With the Consumer Financial Protection Bureau expected to clarify its TILA-RESPA integrated disclosure rules in July, one question that lenders, due diligence firms and investors look to have answered is how to remain compliant when unexpected changes come up right before a closing.
"Things happen in a closing you can't always anticipate," said Debbie Hoffman, chief legal officer at Digital Risk.
After eight months under the consumer protection bureau’s Truth in Lending Act and Real Estate Settlement Procedures Act integrated disclosures — known as TRID — the most frequent errors and questions are technical, she said.
But among their more substantive concerns, lenders and investors would like the CFPB to explain how they should handle a range of unexpected events that can occur after the initial Closing Disclosure but before closing, as well as errors discovered after closing.
"The hope is that [these issues] will be part of the upcoming CFPB clarifications this summer," said Kara Lamphere, chief compliance officer for Mid-America Mortgage.
CFPB guidance suggests Closing Disclosures can be used to address baseline changes occurring after the consumer receives the initial Closing Disclosure. But the law and CFPB staff commentary, both of which have a stronger legal standing than the written guidance, don't specify that this is possible.

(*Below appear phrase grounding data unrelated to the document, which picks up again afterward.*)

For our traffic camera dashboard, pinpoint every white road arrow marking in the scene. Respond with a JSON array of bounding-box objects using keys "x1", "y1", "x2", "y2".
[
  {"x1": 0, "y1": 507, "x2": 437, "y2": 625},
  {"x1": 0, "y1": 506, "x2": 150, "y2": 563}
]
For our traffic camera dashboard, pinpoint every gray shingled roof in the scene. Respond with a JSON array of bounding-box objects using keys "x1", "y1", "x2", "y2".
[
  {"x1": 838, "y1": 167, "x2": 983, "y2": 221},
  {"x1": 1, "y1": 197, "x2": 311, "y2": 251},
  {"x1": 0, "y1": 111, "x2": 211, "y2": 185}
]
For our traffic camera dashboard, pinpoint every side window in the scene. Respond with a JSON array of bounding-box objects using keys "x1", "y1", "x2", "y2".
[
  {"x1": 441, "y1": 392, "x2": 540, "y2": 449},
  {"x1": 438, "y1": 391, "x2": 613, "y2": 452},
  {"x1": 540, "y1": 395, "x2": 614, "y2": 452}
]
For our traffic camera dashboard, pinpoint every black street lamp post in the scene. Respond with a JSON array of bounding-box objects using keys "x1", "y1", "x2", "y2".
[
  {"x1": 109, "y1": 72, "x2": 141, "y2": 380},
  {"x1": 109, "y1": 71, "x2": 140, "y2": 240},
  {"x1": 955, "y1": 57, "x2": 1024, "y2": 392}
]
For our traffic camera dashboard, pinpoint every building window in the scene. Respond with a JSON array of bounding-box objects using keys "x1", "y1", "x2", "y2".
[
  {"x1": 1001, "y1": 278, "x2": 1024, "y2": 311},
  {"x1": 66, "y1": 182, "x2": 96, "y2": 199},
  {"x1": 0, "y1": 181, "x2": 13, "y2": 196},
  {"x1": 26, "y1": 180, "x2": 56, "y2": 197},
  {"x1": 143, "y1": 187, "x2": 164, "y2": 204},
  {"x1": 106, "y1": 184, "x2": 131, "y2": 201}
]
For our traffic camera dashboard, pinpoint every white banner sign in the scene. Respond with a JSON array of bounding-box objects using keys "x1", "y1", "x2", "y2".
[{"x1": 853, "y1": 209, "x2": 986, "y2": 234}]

The bureau is incorporating guidance it has already issued, such as through webinars and its compliance guide, into its regulation text and commentary. The CPFB is also conducting roundtable discussions, or "listening sessions," with groups of stakeholders to gain insight into their concerns, said Samuel Gilford, bureau spokesman.
Lenders and investors are less concerned about how to handle some of the more frequent changes in cost they tend to see after the consumer receives the initial CD, such as increases in recording fees, than they are about some big-ticket changes that they experience less frequently.
Investors and lenders also would like to know whether, if multiple CDs are issued, if they should be basing any cure on the second-to-last CD issued or the first one. Mid-America has found there are differing practices.
When the bureau's proposed clarification comes out in July, Lamphere would like to see it definitively state what the basis for comparison should be when there are multiple CDs.
"I understand what they want to do," she said. "They don't want a lot of changes up against closing because that isn't fair to the borrower — to have so many fee changes and they're so close to closing and they feel obligated. I get the intent, but we need a way to mitigate this."
Lenders often don't want to direct third parties to provide certain services until they know the loan is going to closing and they know those services are needed. But waiting also means the lenders might not know certain costs, such as how many pages of recording documents they need to pay for, until near the closing date.
"The thinking is that there is no need to cause an expense or for people to do work until you know they have to," said Jeff Bode, Mid-America CEO.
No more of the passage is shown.